(Click on the logo to return to the main blog.)

An Astonishing Admission of the Obvious
04/21/2003

Well, there you go. The battle is all over. After decades of intellectuals' ideas corroding our society and wreaking havoc, the torch bearers have been forced to concede as much. And their response? "Why the hell were you listening to us, anyway?"

So Sander L. Gilman, a professor of liberal arts and sciences at the University of Illinois at Chicago, replied instead. "I would make the argument that most criticism — and I would include Noam Chomsky in this — is a poison pill," he said. "I think one must be careful in assuming that intellectuals have some kind of insight. In fact, if the track record of intellectuals is any indication, not only have intellectuals been wrong almost all of the time, but they have been wrong in corrosive and destructive ways."

Mr. Fish nodded approvingly. "I like what that man said," he said. "I wish to deny the effectiveness of intellectual work. And especially, I always wish to counsel people against the decision to go into the academy because they hope to be effective beyond it."

So what's the point?
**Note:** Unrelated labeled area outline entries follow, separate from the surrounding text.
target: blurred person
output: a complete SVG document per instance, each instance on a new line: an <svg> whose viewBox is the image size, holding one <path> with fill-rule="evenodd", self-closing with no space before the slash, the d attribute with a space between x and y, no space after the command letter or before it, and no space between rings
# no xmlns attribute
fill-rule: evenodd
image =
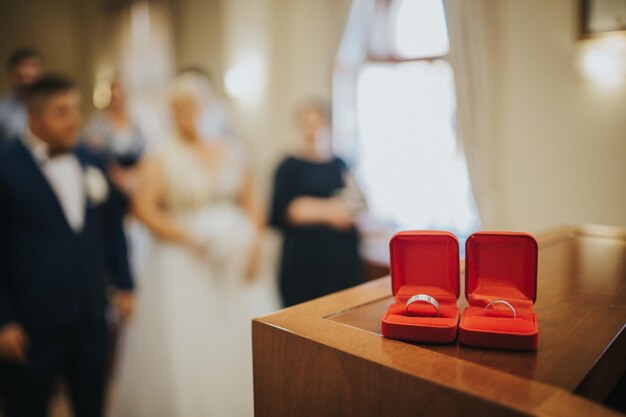
<svg viewBox="0 0 626 417"><path fill-rule="evenodd" d="M105 156L114 184L126 195L131 195L138 187L136 168L146 140L130 114L121 80L115 79L110 90L107 107L96 112L87 124L85 144Z"/></svg>
<svg viewBox="0 0 626 417"><path fill-rule="evenodd" d="M279 285L285 306L363 281L355 222L364 202L357 198L351 207L356 186L333 155L330 109L311 100L297 117L302 146L276 172L270 215L284 235Z"/></svg>
<svg viewBox="0 0 626 417"><path fill-rule="evenodd" d="M242 150L202 135L213 97L204 77L179 75L175 133L142 162L134 211L154 239L116 372L115 417L253 414L246 280L262 216Z"/></svg>
<svg viewBox="0 0 626 417"><path fill-rule="evenodd" d="M41 67L41 55L33 48L18 48L9 56L6 71L11 91L0 100L0 143L24 134L24 94L41 75Z"/></svg>
<svg viewBox="0 0 626 417"><path fill-rule="evenodd" d="M102 415L108 281L132 311L122 212L100 159L76 147L80 96L44 75L29 127L0 151L0 360L6 416L45 416L59 377L74 416Z"/></svg>

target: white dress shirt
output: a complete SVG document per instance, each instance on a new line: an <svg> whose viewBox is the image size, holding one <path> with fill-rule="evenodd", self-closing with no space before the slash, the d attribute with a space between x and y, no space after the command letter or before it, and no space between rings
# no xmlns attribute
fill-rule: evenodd
<svg viewBox="0 0 626 417"><path fill-rule="evenodd" d="M74 232L80 232L85 222L85 184L80 161L73 153L50 157L48 145L30 129L25 139L26 146L52 187L67 222Z"/></svg>

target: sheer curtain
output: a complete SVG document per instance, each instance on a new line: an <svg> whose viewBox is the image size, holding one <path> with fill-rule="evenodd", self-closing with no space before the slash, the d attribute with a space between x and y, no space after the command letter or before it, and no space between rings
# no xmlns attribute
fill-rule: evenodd
<svg viewBox="0 0 626 417"><path fill-rule="evenodd" d="M445 0L454 68L457 129L484 228L502 224L496 127L496 2Z"/></svg>

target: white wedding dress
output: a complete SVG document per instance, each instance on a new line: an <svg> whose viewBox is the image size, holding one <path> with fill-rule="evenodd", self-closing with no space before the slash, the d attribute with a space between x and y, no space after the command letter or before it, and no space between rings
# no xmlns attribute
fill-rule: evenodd
<svg viewBox="0 0 626 417"><path fill-rule="evenodd" d="M252 416L250 320L274 301L244 279L254 233L236 204L244 158L227 147L211 174L192 148L174 140L159 160L165 212L208 250L200 256L152 239L136 314L120 340L110 414Z"/></svg>

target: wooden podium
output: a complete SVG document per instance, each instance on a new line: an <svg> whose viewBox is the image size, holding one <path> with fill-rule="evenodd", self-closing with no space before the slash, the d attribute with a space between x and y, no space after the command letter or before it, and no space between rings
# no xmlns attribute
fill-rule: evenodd
<svg viewBox="0 0 626 417"><path fill-rule="evenodd" d="M385 339L381 278L254 320L255 415L621 415L599 402L626 370L626 231L568 228L539 245L536 352Z"/></svg>

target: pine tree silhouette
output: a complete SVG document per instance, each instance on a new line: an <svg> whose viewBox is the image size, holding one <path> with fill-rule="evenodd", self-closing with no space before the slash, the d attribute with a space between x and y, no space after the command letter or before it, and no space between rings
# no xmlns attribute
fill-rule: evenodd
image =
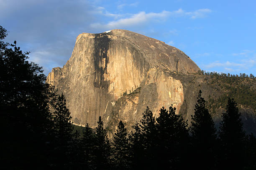
<svg viewBox="0 0 256 170"><path fill-rule="evenodd" d="M200 160L196 165L199 169L212 169L215 163L214 150L216 142L216 129L212 116L205 108L205 100L200 90L195 115L192 115L191 132L195 161Z"/></svg>
<svg viewBox="0 0 256 170"><path fill-rule="evenodd" d="M159 166L172 169L185 168L187 162L186 149L189 143L187 123L175 112L172 105L169 111L161 109L156 118L157 153Z"/></svg>
<svg viewBox="0 0 256 170"><path fill-rule="evenodd" d="M98 126L95 138L94 152L95 155L95 165L100 170L109 168L110 154L110 142L106 135L106 130L103 128L101 117L99 117L97 122Z"/></svg>
<svg viewBox="0 0 256 170"><path fill-rule="evenodd" d="M119 169L127 169L129 167L130 150L127 135L126 129L120 120L114 136L115 164Z"/></svg>
<svg viewBox="0 0 256 170"><path fill-rule="evenodd" d="M72 117L67 108L66 99L63 94L58 98L54 113L54 130L56 132L57 163L58 168L66 168L70 159L70 143L72 141L73 126Z"/></svg>
<svg viewBox="0 0 256 170"><path fill-rule="evenodd" d="M224 168L241 169L244 166L245 132L241 116L236 103L229 98L219 132Z"/></svg>

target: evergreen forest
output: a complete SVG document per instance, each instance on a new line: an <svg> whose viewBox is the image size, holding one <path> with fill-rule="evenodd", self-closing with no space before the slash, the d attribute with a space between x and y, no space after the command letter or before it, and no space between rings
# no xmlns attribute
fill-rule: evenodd
<svg viewBox="0 0 256 170"><path fill-rule="evenodd" d="M159 108L157 117L147 107L131 132L120 120L110 139L101 117L95 129L74 128L64 95L46 82L42 67L28 61L29 52L15 41L3 41L7 33L0 26L2 169L256 169L256 138L244 131L235 101L246 98L245 105L255 109L255 98L248 97L255 92L239 90L220 99L227 104L218 130L200 90L189 127L172 105ZM202 74L233 81L231 92L250 88L249 82L238 82L255 79Z"/></svg>

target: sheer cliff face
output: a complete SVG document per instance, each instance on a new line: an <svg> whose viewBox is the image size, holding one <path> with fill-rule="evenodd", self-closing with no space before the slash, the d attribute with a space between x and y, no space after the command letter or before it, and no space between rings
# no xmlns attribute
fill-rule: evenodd
<svg viewBox="0 0 256 170"><path fill-rule="evenodd" d="M94 127L100 115L105 125L110 123L115 112L119 119L132 124L147 105L156 114L161 107L173 104L178 112L184 100L182 84L166 72L199 70L175 48L114 30L79 35L70 59L63 68L53 68L48 80L65 95L74 122ZM121 94L133 91L131 98L120 103Z"/></svg>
What's the justification for their jobs? They're wrong, of course. Intellectuals can be effective and relevant — just not intellectuals of the only stripe that's been broadly tenured in the recent past. The lesson that these exemplars of modern intellectualism have drawn from their inability to make their own political biases intellectually coherent is not that their biases are incorrect, but that logic, theory, and contemplation are useless.

I'd say it's time for them to retire, or to be retired, to expedite the changing of the ideological guard. Perhaps they know this, and that's why they are choosing to poison the campus's well.